DISTRICT COURT OF APPEAL OF THE STATE OF FLORIDA
FOURTH DISTRICT
FANNIE COLLAR,
Appellant,
v.
R.J. REYNOLDS TOBACCO COMPANY and PHILIP MORRIS USA, INC.,
Appellees.
No. 4D15-3893
[July 5, 2017]
Appeal and cross-appeal from the Circuit Court for the Nineteenth
Judicial Circuit, Indian River County; Cynthia L. Cox, Judge; L.T. Case
No. 31-2011-CA000115-XXXXX.
Celene H. Humphries, Maegen Peek Luka and Thomas J. Seider of
Brannock & Humphries, Tampa, and Jonathan R. Gdanski, Steven
Hammer and Brittany Chambers of Schlesinger Law Offices, P.A., Fort
Lauderdale, for appellant.
William P. Geraghty and Rachel A. Canfield of Shook, Hardy & Bacon,
LLP, Miami, Geoffrey J. Michael, David M. Menichetti, and Daphne
O’Connor of Arnold & Porter Kaye Scholer, LLP, Washington, D.C., David
Northrip of Shook, Hardy & Bacon, LLP, Kansas City, Missouri, and
Charles R.A. Morse of Jones Day, New York, New York, for appellees.
GROSS, J.
We reverse the final judgment for the defense in an Engle progeny case,
where the jury answered “No” to the question “Was [Plaintiff] addicted to
cigarettes containing nicotine and, if so, was her addiction a legal cause of
her lung cancer and/or COPD?” The trial court made two inconsistent
evidentiary rulings that favored the defense, which exploited those rulings
as a theme of closing argument.
The court ruled that the plaintiff’s treating pulmonologist was not
qualified as an expert to testify that the plaintiff was addicted to nicotine. 1
1 We note that the court’s determination that the pulmonologist was unqualified
to give an opinion regarding addiction could be upheld under either Daubert v.
On cross-examination, however, over the plaintiff’s objection, the court
allowed the pulmonologist to testify that the plaintiff was able to quit
smoking when “sufficiently motivated to do so.”
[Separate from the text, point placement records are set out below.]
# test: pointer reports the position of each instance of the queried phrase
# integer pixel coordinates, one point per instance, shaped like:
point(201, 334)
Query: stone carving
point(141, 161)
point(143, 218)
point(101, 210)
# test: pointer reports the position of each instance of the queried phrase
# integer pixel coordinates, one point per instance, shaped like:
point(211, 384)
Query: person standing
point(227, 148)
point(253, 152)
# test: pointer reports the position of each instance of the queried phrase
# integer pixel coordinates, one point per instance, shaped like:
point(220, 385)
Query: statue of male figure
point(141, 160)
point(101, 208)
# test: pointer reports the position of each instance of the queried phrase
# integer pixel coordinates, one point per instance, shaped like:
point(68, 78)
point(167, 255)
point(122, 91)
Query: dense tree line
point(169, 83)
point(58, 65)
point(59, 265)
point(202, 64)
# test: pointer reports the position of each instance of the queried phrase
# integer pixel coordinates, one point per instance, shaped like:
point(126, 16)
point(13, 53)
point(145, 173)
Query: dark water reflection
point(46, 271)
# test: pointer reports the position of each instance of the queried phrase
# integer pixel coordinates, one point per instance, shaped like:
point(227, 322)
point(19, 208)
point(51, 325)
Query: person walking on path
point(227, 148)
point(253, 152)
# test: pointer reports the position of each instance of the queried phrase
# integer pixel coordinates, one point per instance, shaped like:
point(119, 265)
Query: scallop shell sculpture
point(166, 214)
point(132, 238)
During closing argument, the defense skillfully exploited the notion
that the plaintiff’s own treating doctor, not some hired expert, believed she
could quit any time she wanted. The defense equated the plaintiff’s
motivation to quit with an absence of addiction in spite of the fact that the
plaintiff resumed smoking 13 years after having a cancerous lung
removed.
On closing, the defense theorized that the plaintiff smoked because she
wanted to and the “case was about two words: control and responsibility.”
Counsel instructed the jury to ask who was in control of the plaintiff’s
efforts to quit smoking and who controlled her motivation to quit? “The
truth [wa]s [plaintiff] could have quit smoking any time she wanted to.”
The plaintiff’s own pulmonologist, who treated her since 1993, testified
that “[i]f a smoker is not well motivated,” it is much less likely the smoker
will successfully quit smoking. Her pulmonologist agreed that the plaintiff
could “quit when she was sufficiently motivated to do so.”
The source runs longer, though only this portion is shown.